Recently, Apple's research team and Meta AI researchers have jointly introduced a new technology called LazyLLM, which aims to enhance the efficiency of large language models (LLMs) in long-text reasoning.

As everyone knows, current LLMs often face slow processing speeds when dealing with long prompts, especially during the pre-filling phase. This is primarily due to the modern transformer architecture's computational complexity, which grows quadratically with the number of tokens in the prompt when calculating attention. Therefore, when using the Llama2 model, the computation time for the first token is often 21 times that of subsequent decoding steps, accounting for 23% of the generation time.

image.png

To address this issue, researchers have proposed LazyLLM, a new method that accelerates LLM inference by dynamically selecting important tokens for computation. The core of LazyLLM lies in its ability to assess the importance of each token based on attention scores from previous layers, thereby gradually reducing computational load. Unlike permanent compression, LazyLLM can restore reduced tokens when necessary to ensure model accuracy. Additionally, LazyLLM introduces a mechanism called Aux Cache, which stores the hidden states of pruned tokens, allowing for efficient recovery of these tokens and preventing performance degradation.

image.png

LazyLLM excels in inference speed, particularly during the pre-filling and decoding phases. The technology offers three main advantages: it is compatible with any transformer-based LLM, does not require retraining of the model during implementation, and performs effectively across various language tasks. LazyLLM's dynamic pruning strategy allows it to significantly reduce computational load while retaining most important tokens, thereby enhancing generation speed.
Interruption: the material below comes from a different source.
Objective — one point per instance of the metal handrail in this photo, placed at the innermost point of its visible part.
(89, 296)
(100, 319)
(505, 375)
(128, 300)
Research results show that LazyLLM performs exceptionally well across multiple language tasks, with TTFT speeds increased by 2.89 times (for Llama2) and 4.77 times (for XGen), while maintaining accuracy levels nearly on par with the baseline. Whether for question answering, summarization, or code completion tasks, LazyLLM achieves faster generation speeds and strikes a good balance between performance and speed. Its progressive pruning strategy combined with layer-by-layer analysis lays the foundation for LazyLLM's success.

Paper link: https://arxiv.org/abs/2407.14057

Key points:

🌟 LazyLLM accelerates LLM inference by dynamically selecting important tokens, particularly outstanding in long-text scenarios.

⚡ The technology significantly improves inference speed, with TTFT speeds increased up to 4.77 times, while maintaining high accuracy.

🔧 LazyLLM does not require modifications to existing models and is compatible with any transformer-based LLM, making it easy to implement.